Но это всего лишь ширма, сделанная из бумаги…
Он подался вперёд, впившись в меня взглядом.
– Мне угрожает заговор? Говори! Говори, если знаешь.
– Всему своё время…
– Время? Повелевающий временем не станет его страшиться.
– Повелевающий кораблями повелевает ли морем?
– Ты просто боишься,– снисходительно говорит он.
– Боюсь? О нет! Только не это.
– Если и есть сила, так только та, что даётся богами.
– Но кто разгадает их волю?– я пожимаю плечами.– Власть, это сила?
– Да,– важно кивает он.
– Но так ли она прочна?
Он испытующе смотрит в мои глаза.
– Ты, кажется, снова что-то сказал?
– Безумцу дозволено задавать вопросы.
– Только безумец будет задавать вопросы, на которые нет ответа!– кричит он, в гневе отбрасывая чашу.
Вино, пролившись, медленно растекается от лужи к луже…
Сцена №3
Земля взывает к тебе, зовёт скрыться, исчезнуть, холод. Кладбище.
И ты падаешь и прижимаешься к ней губами, как Первый Консул, а губы твои растрескались от жажды, и поцелуй твой страшен.
Но земля ли это, груда камней?
Они говорят: "Земля просит жертвы".
И говорю я: "Воды принесите ей, не примет она человеческих жертв, противны они ей".
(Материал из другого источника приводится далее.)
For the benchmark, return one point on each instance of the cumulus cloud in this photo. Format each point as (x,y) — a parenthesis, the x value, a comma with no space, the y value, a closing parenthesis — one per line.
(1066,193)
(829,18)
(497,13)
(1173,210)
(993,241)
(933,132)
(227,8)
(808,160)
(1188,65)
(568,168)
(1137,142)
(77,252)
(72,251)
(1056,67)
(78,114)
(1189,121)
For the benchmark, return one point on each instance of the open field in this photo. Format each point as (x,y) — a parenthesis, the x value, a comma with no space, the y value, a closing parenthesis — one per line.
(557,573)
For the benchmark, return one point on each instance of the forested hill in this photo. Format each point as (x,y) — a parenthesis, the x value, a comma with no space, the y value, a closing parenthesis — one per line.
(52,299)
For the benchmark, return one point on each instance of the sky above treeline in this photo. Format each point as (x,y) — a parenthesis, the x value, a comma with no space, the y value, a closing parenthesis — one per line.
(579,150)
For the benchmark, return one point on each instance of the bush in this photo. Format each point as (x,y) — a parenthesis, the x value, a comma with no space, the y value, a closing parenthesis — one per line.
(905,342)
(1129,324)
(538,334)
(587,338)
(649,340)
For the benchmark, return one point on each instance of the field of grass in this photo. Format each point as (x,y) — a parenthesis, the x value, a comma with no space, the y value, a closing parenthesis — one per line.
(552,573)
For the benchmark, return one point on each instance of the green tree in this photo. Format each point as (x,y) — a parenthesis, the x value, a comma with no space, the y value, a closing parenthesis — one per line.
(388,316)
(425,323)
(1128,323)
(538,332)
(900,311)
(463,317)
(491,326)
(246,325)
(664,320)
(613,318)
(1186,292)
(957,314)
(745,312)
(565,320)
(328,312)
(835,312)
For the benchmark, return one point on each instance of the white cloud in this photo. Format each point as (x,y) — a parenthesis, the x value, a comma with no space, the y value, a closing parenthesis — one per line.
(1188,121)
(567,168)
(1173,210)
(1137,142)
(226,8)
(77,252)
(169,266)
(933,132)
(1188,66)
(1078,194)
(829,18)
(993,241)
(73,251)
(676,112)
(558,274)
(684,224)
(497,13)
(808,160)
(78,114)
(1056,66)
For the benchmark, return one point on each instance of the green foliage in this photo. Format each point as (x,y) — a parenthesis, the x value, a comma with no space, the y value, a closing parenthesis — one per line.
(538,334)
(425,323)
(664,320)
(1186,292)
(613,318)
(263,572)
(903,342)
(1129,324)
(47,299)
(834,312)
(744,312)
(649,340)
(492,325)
Но не слышат они, вяжут мне руки, заносят нож.
Воды просит земля, проливают на неё кровь человеческую, и умирает земля, и вокруг нас пустыня…
Эпизод№7
– Когда начинаешь раздумывать вместо того чтобы действовать, непременно устроишь какую-нибудь дурацкую мелодраму.
– Хорошо. Я пас. Сделайте мне операцию и превратите меня в идиота.
Врач качает головой.
– Вы слишком категоричны.
Сцена №9
Как бабочек накалывают на булавки мороза трескучие пальцы ночного ветра, редкие огни электричества, многоэтажные айсберги чёрного стекла хранят беззвучие мёртвых коридоров, в подвалах замков мрак, в могилах трюмов песня измученных невольников, что тянутся к серному огню и плачут о солнце отнятого у них Эдема, о свете дня, они поют о плене бесконечной ночи, о грубой и жестокой хватке челюстей волн её отравленной солью слёз воды, и выскобленный ветром корабль обнимается со смертью, пробуя на вкус её поцелуй обледеневшим языком палубы.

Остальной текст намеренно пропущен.